Until his death in 1994, American writer Charles Bukowski produced scores of poems and prose depicting life among those who eke out an existence in low-paying menial employment and who seek solace in the bottom of a bottle and the company of cheap whores and whose hopes for the future rely more on the long shot at San Marino or race tracks like it around the country.
Not only did his poetry talk about subject matter most others wouldn't or couldn't tackle, it did so in the language of the people who populated it. Sex, bodily functions, drinking, gambling, and generally life on the skids are fixtures of Bukowski's poetry.
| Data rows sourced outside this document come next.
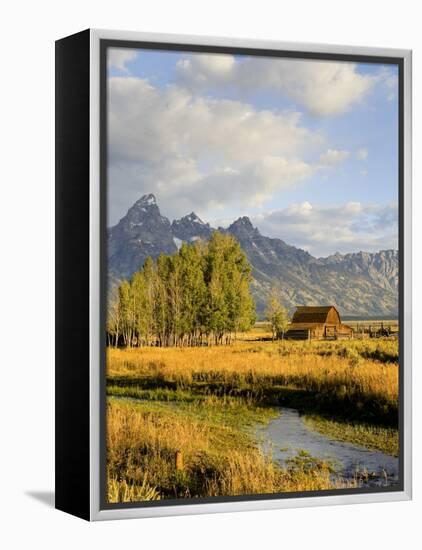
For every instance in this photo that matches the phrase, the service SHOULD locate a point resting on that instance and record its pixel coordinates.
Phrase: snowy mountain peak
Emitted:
(147, 200)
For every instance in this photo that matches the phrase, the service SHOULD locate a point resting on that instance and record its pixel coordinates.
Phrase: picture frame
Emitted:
(82, 283)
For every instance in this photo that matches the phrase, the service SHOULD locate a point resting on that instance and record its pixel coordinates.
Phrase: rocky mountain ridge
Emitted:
(361, 284)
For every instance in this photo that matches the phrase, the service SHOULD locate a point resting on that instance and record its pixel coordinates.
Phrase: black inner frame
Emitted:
(373, 59)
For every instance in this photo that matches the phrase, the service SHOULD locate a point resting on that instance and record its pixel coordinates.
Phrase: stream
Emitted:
(287, 434)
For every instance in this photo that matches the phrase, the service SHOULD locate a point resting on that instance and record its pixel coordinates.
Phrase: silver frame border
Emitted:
(125, 513)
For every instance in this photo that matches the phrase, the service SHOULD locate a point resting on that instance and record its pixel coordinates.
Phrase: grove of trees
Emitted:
(277, 315)
(198, 296)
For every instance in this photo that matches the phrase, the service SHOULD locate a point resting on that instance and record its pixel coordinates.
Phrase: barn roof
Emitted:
(304, 326)
(313, 314)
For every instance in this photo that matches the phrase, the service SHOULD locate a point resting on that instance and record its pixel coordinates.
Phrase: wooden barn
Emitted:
(317, 322)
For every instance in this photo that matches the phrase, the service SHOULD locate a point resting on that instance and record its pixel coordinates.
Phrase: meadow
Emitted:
(203, 404)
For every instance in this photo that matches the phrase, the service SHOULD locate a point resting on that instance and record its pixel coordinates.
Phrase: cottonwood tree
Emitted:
(276, 314)
(199, 295)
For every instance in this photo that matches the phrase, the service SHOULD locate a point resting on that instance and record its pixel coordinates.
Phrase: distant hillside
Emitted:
(361, 284)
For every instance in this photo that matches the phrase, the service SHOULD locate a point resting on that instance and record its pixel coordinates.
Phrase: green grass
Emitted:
(372, 437)
(220, 456)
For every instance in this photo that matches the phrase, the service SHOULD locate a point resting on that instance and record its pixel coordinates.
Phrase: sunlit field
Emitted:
(181, 422)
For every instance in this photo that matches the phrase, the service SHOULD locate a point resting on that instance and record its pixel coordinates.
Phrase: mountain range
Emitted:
(362, 284)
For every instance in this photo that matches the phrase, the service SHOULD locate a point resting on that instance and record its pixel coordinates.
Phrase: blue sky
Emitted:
(290, 143)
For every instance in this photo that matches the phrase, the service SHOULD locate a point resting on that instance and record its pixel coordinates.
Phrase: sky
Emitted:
(307, 149)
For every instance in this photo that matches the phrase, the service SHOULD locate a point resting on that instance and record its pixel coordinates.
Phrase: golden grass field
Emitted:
(205, 401)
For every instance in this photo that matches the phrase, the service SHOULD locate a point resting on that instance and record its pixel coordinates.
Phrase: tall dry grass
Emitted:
(141, 447)
(334, 376)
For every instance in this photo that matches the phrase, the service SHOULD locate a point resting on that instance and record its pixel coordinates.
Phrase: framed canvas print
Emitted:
(233, 280)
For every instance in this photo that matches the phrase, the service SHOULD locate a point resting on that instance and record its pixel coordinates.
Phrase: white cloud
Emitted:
(322, 230)
(323, 87)
(118, 57)
(362, 154)
(202, 153)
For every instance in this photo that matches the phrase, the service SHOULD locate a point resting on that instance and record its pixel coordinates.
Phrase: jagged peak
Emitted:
(147, 200)
(243, 222)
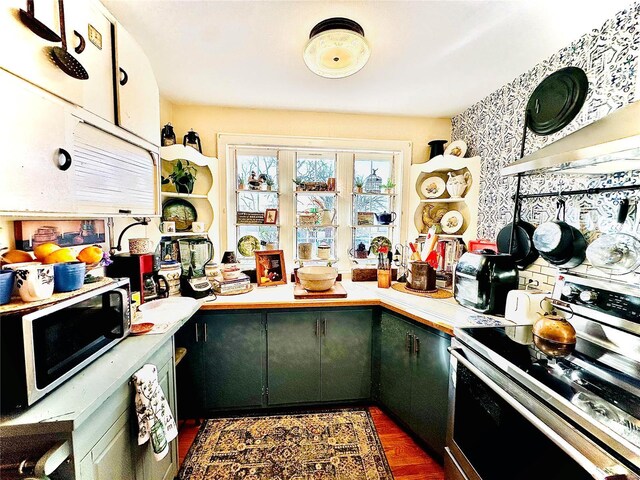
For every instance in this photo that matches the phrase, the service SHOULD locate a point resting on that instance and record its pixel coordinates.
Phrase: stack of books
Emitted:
(236, 285)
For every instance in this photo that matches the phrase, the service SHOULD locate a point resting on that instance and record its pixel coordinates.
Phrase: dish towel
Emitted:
(155, 419)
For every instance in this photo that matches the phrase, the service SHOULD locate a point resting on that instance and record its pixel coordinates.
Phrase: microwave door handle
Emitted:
(595, 471)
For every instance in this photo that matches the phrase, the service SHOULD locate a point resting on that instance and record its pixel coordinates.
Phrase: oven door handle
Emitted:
(596, 472)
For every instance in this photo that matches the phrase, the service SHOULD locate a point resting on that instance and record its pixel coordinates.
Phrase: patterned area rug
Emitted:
(329, 445)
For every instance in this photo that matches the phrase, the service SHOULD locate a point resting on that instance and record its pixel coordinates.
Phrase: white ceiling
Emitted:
(429, 58)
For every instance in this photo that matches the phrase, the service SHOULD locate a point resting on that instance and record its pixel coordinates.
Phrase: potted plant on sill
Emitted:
(358, 182)
(388, 187)
(182, 176)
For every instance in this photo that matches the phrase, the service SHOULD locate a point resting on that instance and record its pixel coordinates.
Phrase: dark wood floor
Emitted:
(406, 459)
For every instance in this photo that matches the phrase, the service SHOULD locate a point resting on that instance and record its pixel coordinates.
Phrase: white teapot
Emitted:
(457, 184)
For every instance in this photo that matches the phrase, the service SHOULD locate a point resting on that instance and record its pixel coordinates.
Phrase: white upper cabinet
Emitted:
(29, 56)
(137, 90)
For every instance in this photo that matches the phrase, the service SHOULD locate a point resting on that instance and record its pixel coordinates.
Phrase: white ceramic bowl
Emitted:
(317, 279)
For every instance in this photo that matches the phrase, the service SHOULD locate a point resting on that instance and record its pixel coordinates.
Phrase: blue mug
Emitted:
(7, 279)
(68, 276)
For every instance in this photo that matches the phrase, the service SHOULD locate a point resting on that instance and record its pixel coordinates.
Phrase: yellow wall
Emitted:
(208, 121)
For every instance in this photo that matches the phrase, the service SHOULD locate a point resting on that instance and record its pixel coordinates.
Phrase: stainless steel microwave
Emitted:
(42, 348)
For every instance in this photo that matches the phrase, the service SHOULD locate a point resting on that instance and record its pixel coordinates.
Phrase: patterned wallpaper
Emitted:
(493, 128)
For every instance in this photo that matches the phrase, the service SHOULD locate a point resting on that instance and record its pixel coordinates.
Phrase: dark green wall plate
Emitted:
(557, 100)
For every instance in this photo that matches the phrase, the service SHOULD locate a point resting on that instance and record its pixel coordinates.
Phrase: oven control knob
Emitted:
(588, 296)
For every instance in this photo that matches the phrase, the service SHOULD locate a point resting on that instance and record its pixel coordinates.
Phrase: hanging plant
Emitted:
(182, 176)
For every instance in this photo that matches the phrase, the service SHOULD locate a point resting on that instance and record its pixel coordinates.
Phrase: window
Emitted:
(313, 187)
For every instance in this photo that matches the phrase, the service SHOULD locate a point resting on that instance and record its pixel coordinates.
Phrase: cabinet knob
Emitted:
(124, 78)
(64, 159)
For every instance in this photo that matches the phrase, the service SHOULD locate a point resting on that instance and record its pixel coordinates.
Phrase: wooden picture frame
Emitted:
(270, 268)
(271, 216)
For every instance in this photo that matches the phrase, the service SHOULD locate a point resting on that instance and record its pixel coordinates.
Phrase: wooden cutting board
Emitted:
(337, 291)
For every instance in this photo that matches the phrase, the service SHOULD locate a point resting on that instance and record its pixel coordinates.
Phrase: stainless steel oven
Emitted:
(515, 413)
(42, 348)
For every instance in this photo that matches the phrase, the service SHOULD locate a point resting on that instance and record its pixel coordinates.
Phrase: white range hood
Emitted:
(611, 144)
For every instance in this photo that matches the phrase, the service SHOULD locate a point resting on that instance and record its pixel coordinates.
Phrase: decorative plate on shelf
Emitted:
(451, 222)
(180, 211)
(247, 245)
(457, 149)
(433, 187)
(378, 242)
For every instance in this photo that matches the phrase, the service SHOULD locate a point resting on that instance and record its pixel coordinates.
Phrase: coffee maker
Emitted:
(195, 254)
(142, 270)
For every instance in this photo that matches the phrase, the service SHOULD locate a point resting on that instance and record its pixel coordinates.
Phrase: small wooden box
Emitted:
(369, 274)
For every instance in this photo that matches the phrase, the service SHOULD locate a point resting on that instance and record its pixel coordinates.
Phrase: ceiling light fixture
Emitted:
(336, 48)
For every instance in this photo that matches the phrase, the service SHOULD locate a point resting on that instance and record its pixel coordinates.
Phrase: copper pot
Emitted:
(554, 335)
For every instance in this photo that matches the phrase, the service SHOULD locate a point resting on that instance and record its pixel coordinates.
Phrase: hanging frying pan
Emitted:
(557, 100)
(522, 250)
(28, 18)
(616, 253)
(61, 56)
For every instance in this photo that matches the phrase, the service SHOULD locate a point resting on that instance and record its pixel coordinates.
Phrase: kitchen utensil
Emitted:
(457, 148)
(247, 245)
(140, 246)
(192, 139)
(61, 56)
(385, 218)
(423, 277)
(379, 242)
(559, 243)
(68, 276)
(557, 100)
(30, 21)
(433, 187)
(7, 279)
(316, 278)
(167, 135)
(457, 184)
(554, 335)
(522, 249)
(616, 253)
(180, 211)
(437, 148)
(34, 282)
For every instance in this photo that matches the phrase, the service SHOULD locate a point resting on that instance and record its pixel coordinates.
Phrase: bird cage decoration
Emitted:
(373, 183)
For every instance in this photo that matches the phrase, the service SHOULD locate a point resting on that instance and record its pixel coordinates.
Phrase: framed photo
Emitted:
(271, 216)
(365, 218)
(270, 268)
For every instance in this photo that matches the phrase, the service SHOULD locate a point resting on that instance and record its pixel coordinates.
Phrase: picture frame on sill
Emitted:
(270, 216)
(270, 268)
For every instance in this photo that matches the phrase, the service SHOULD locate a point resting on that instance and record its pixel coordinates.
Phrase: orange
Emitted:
(43, 251)
(16, 256)
(59, 256)
(92, 254)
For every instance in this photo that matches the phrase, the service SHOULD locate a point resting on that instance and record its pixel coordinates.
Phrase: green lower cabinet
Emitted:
(429, 388)
(293, 353)
(414, 374)
(233, 349)
(346, 355)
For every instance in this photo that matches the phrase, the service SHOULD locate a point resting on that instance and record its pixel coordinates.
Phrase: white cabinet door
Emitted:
(112, 176)
(28, 56)
(138, 96)
(34, 132)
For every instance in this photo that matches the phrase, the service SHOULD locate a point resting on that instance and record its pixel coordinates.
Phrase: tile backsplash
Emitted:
(493, 128)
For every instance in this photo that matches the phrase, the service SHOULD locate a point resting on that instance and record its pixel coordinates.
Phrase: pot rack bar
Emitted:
(568, 193)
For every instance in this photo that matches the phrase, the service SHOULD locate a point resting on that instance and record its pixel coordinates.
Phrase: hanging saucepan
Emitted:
(616, 253)
(557, 100)
(559, 243)
(522, 250)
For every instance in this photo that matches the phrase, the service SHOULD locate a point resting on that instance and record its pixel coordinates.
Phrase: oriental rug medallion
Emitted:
(328, 445)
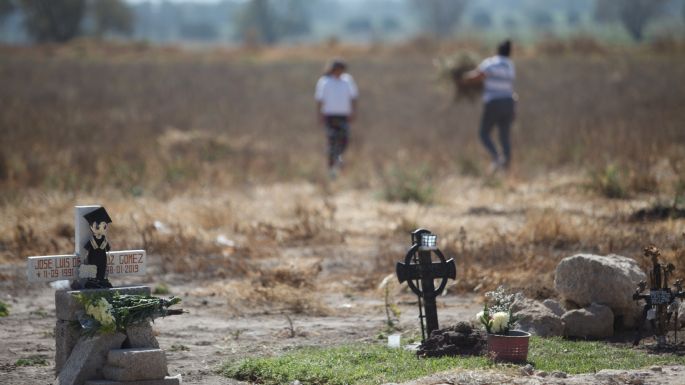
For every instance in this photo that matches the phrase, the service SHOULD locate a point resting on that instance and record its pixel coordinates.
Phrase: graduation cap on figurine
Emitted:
(98, 216)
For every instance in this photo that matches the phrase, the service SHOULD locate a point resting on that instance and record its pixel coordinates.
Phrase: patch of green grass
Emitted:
(4, 309)
(348, 364)
(575, 357)
(35, 360)
(377, 364)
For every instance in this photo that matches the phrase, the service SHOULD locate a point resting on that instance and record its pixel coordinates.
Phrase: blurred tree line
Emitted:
(62, 20)
(275, 21)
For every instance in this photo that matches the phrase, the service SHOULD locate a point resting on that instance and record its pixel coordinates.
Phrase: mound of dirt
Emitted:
(657, 213)
(459, 339)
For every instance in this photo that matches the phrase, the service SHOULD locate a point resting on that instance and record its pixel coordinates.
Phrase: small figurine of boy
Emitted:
(97, 247)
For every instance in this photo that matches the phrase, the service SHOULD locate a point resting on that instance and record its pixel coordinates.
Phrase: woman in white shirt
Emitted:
(336, 105)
Yet, that's not the be all and end all when it comes to his work. For behind the words is an intelligent and compassionate mind which, although he makes no effort to hide his readers from the nastier realities of life on the skids, never makes those populating his work figures of ridicule or objects of sympathy. He finds humour and pathos among them in equal measures, and is just as likely to be laughing at himself as anybody else. For Bukowski not only wrote about the down and outs — for the longest time he was one himself, and a good deal of autobiographical detail makes its way into his work.
Although Bukowski lived until 1994 he gave his last live poetry reading in 1980. A newly released two-DVD set, One Tough Mother, produced by mondayMEDIA and the Infinity Entertainment Group, combining the films made of his last two readings (There's Going To Be A God Damned Riot In Here!, Vancouver, 1979 and The Last Straw, Redondo Beach, California, 1980) gives one a fairly good indication as to why he stopped doing them. As its title suggests, the Vancouver reading degenerated at times into a shouting match between Bukowski and the audience and even though it was a less antagonistic gathering in California, the atmosphere still left a lot to be desired.